Sello Pesa’s After Tears undoes all preconceptions. Described as an investigation of ‘the mourning process and the strategies people use in order to cope with death’, it’s like a private ritual to which the Soweto-born Pesa has invited us. He makes no pretense of a performance as he practices yoga on a red rug at the entrance to the third-floor space; we aren’t sure if this is part of the work, so we watch until we are ushered through the door to pick up a folding chair and wait behind a curved shoreline of red tape. In his own time Pesa moves his rug into the space with a pair of boots, a couple of crates of beer and a transistor radio playing a local station as the central focus and sole source of sound. Pesa gives an eerie sense we aren’t in the same room and yet his trance-like presence is all-pervasive. He rolls himself up in the rug and lies like the deceased, but then wears the rug around his shoulders and his head like an enigmatic, animated spiritual guide before bludgeoning it with fists and boots to mark his resolve. He seems to span both the realms of the living and the dead so as to come to grips with the inner conflict of the ‘South African tradition of returning a person’s spirit to its rightful destination’. Utterly compelling, After Tears returns dance to its ritual roots, revealing new dimensions in both movement and performance.

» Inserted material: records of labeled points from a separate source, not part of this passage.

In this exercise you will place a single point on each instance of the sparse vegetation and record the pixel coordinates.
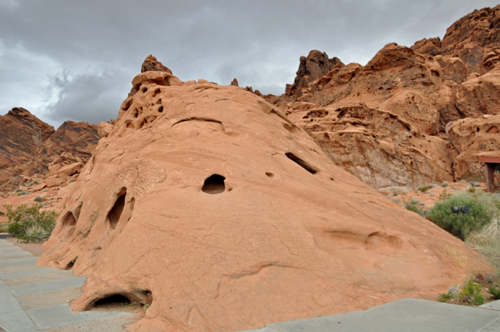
(482, 207)
(471, 293)
(487, 242)
(424, 189)
(443, 195)
(494, 291)
(445, 297)
(29, 223)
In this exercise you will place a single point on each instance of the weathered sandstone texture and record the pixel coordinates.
(207, 204)
(30, 149)
(386, 122)
(474, 137)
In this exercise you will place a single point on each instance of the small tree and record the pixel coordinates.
(29, 223)
(481, 211)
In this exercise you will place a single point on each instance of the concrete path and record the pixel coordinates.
(409, 315)
(34, 298)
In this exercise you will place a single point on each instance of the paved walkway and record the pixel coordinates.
(408, 315)
(34, 298)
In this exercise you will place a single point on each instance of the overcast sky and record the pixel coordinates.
(75, 59)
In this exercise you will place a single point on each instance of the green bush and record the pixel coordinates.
(415, 208)
(29, 223)
(487, 242)
(471, 293)
(495, 292)
(482, 207)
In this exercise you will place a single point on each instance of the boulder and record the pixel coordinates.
(204, 195)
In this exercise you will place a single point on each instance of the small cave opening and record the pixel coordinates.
(111, 301)
(115, 212)
(143, 123)
(214, 184)
(302, 163)
(69, 219)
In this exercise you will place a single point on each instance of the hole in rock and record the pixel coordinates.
(70, 265)
(143, 122)
(69, 219)
(302, 163)
(76, 213)
(214, 184)
(112, 301)
(115, 213)
(127, 104)
(146, 297)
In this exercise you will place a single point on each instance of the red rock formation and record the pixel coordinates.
(315, 65)
(30, 148)
(203, 195)
(426, 86)
(473, 137)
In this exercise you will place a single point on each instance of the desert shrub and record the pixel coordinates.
(415, 208)
(471, 293)
(494, 291)
(29, 223)
(424, 189)
(463, 224)
(445, 297)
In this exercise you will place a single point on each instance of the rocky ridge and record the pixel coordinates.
(217, 191)
(32, 151)
(387, 122)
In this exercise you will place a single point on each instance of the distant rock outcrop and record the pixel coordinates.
(203, 195)
(151, 64)
(386, 122)
(31, 150)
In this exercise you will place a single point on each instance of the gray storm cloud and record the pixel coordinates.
(103, 43)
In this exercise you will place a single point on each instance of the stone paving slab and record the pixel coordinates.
(58, 315)
(413, 315)
(48, 286)
(114, 324)
(8, 249)
(13, 318)
(15, 254)
(18, 261)
(26, 271)
(34, 301)
(38, 278)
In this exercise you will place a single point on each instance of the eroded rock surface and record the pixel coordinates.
(209, 205)
(386, 122)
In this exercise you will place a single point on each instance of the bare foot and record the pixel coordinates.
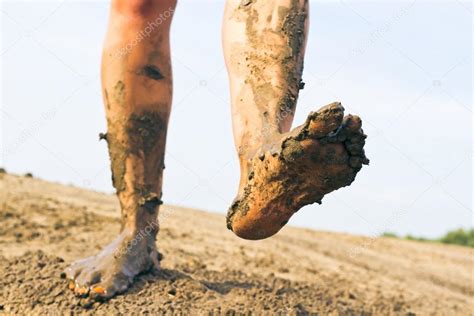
(112, 271)
(299, 168)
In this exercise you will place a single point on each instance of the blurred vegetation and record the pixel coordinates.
(456, 237)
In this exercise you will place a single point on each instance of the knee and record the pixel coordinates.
(143, 8)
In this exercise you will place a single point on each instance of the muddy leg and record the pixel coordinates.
(281, 171)
(137, 91)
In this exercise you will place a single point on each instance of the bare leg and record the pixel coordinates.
(281, 171)
(137, 91)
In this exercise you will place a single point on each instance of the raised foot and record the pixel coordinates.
(112, 271)
(318, 157)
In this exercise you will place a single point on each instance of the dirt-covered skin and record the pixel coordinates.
(316, 158)
(207, 269)
(137, 93)
(112, 271)
(281, 170)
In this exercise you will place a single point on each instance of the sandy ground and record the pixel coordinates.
(207, 270)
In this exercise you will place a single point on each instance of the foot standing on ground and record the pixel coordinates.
(281, 170)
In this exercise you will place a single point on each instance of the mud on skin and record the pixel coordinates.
(316, 158)
(287, 57)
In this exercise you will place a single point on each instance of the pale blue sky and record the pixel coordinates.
(405, 67)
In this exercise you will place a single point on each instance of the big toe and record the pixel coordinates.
(325, 120)
(110, 287)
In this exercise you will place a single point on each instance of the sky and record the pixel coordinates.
(405, 67)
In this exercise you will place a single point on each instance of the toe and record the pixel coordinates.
(352, 123)
(325, 120)
(110, 287)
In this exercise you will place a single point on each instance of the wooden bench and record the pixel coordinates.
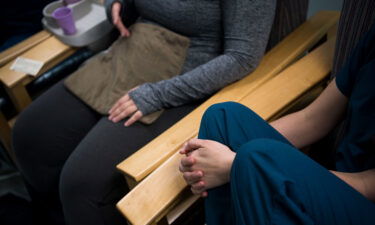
(160, 197)
(41, 47)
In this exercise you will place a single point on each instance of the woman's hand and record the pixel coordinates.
(123, 108)
(207, 164)
(116, 8)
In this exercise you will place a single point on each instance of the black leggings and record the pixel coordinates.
(68, 155)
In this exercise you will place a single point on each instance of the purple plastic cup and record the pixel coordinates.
(64, 18)
(67, 2)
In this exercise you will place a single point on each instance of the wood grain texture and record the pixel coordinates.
(12, 52)
(152, 198)
(148, 158)
(47, 52)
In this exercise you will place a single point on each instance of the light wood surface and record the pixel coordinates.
(11, 53)
(50, 51)
(151, 197)
(5, 132)
(148, 158)
(46, 52)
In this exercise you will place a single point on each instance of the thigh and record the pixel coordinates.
(90, 174)
(234, 125)
(273, 183)
(47, 132)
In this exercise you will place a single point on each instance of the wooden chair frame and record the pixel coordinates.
(159, 192)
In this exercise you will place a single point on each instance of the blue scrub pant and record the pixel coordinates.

There is little doubt, however, about the performative nature of the collaboration between Asha Thomas and Yinka Esi Graves in Clay. Whatever inner resources well up from within their minds and bodies are fully expressed in energetic and sensual form. The collaboration between an American contemporary dancer with Southern Baptist genes and a British flamenco dancer with roots in Jamaica and Ghana is just the beginning; what they share goes beyond their recent origins to ‘explore the connections between who they believe themselves to be, and the unconscious parts that make up who they are’. As they play off each other’s physical styles and sartorial taste, their individuality merges with an infectious sense of delight at the connections made — a body percussion sequence with guitarist Guillermo Guillén borders on the ecstatic — and like old friends they can complete each other’s rhythmic phrases. But there’s more here; we tend to think of flamenco as a Spanish phenomenon with Moorish origins, but recent research suggests a link, through the rhythmic musical structures, to the Spanish slave trade with the New World. In Clay, images of flamenco merge with South American religious iconography as Thomas adorns Graves as a participant in a Holy Week procession and wheels her across the stage. The two women finish playfully to Guillén’s accompaniment, like two sisters from the distant past revelling in their common roots.

I first heard Opoku-Addaie before I saw him, in a performance of Silence Speaks Volumes at BDE 2010 where his blood-curdling roar from the behind the audience announced his entrance. His voice has again preceded the choreographic action, this time not his own but of his own choosing. May the experiment continue.